Desputeaux c. Éditions Chouette (1987) Inc. (Cour suprême du Canada, 2003): l'interprétation des règles québécoises relatives à l'arbitrage conventionnel doit tenir compte du désir Législateur d'en favoriser le développement.
Coderre c. Coderre (Cour d'appel du Québec, 1980):on peut avoir recours à la Loi type de la CNUDCI sur l'arbitrage commercial international en interprétant les dispositions du Code de procédure civile, et ce même dans un contexte purement interne.
Rhéaume c. Société d'investissements L'Excellence Inc. (Cour d'appel du Québec, 2010): prise en considération de sources internationales et étrangères dans le cadre d'un arbitrage interne.
GreCon Dimter Inc. c. J.R. Normand Inc. (Cour suprême du Canada, 2005): l'interprétation du droit québécois de l'arbitrage conventionnel "doit nécessairement s'harmoniser" avec la Convention de New York et la jurisprudence étrangère l'interprétant.

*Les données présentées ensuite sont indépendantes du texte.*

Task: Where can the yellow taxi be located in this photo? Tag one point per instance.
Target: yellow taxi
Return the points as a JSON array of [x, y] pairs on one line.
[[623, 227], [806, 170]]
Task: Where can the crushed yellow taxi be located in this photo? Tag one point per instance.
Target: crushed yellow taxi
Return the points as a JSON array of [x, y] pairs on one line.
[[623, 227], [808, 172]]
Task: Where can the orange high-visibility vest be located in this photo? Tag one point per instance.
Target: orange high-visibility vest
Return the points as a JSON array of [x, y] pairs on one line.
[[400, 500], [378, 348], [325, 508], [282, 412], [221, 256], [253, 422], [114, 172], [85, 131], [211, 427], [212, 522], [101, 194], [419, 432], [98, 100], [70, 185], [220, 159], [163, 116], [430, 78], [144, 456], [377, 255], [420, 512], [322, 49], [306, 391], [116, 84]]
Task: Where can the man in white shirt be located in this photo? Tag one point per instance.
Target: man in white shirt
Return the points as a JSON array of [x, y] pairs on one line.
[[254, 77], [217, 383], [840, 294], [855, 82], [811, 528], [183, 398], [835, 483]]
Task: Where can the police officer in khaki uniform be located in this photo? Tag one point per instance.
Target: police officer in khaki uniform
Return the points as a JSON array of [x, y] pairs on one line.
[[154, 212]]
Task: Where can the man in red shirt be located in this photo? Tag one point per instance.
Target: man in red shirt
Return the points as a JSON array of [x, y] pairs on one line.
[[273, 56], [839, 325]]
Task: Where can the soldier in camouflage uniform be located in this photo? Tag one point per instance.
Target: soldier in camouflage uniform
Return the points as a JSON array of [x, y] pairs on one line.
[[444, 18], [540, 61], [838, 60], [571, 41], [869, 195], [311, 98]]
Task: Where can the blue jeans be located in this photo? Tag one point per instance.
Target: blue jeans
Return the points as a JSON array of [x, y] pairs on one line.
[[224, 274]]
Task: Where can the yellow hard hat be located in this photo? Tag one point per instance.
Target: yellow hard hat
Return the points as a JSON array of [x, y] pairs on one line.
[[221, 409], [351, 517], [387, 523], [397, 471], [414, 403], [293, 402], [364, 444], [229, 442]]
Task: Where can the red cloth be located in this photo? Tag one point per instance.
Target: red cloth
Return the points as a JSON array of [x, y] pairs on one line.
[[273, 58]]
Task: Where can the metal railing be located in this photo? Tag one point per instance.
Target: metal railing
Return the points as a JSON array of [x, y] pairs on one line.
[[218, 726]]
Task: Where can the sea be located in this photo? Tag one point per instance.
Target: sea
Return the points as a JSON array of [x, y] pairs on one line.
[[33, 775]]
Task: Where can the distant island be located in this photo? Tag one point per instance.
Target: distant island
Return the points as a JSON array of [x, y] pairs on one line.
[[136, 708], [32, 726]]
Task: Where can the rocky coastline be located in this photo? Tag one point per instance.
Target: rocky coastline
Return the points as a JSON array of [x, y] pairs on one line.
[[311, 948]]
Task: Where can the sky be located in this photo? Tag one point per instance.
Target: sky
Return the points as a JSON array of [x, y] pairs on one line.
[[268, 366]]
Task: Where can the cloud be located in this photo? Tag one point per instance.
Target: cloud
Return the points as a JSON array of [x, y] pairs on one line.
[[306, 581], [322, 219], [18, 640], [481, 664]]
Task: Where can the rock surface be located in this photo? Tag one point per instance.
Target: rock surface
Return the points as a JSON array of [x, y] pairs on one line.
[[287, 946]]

Holding Tusculum B.V. v. S.A. Louis Dreyfus & Cie (Cour supérieure du Québec, 2006): dans le cadre d'une demande d'annulation d'une sentence internationale, la Cour juge admissibles des rapports d'expertise portant sur le droit international de l'arbitrage et sur certains usages en matière d'arbitrage international.
C. Fédéralisme
Compania Maritima Villa Niva S.A. v. Northern Sales Co. (Cour d'appel du Québec, 1991): étendue de la compétence législative du Parlement fédéral en matière d'arbitrage conventionnel.
II. Convention d'arbitrage
A. Validité au plan contractuel
Zodiak International Productions v. Polish People's Republic (Cour suprême du Canada, 1983): la clause compromissoire est valide en droit québécois, pourvu qu'elle soit constatée par écrit et qu'elle mentionne explicitement l'obligation incombant aux parties de recourir à un arbitrage obligatoire et final.
Investissement Charlevoix inc. c. Gestion Pierre Gingras inc. (Cour d'appel du Québec, 2010): une clause compromissoire qui ne mentionne pas expressément le caractère final et obligatoire de la sentence peut néanmoins être "parfaite".
Achilles (USA) c. Plastics Dura Plastics (1977) Ltée/Ltd. (Cour d'appel du Québec, 2006): saisie d'une exception d'arbitrage soulevée dans le cadre d'un litige commercial international, la Cour d'appel conclut qu'il n'y a pas lieu d'appliquer à une clause compromissoire contenue dans les conditions générales d'un contrat de vente conclu à distance des règles plus exigeantes en matière de connaissance et de ratification que celles applicables aux autres clauses du contrat; "en vertu du droit québécois, aucun formalisme particulier n'est requis pour établir l'existence d'un consentement à une clause compromissoire par opposition à un autre type de contrat".
9110-9595 Québec Inc. c. Bergeron (Cour d'appel du Québec, 2007): la Cour juge nulle une clause compromissoire insérée dans un contrat d'adhésion et référant à un règlement d'arbitrage n'ayant pas été porté à la connaissance de l'adhérant lors de la conclusion du contrat.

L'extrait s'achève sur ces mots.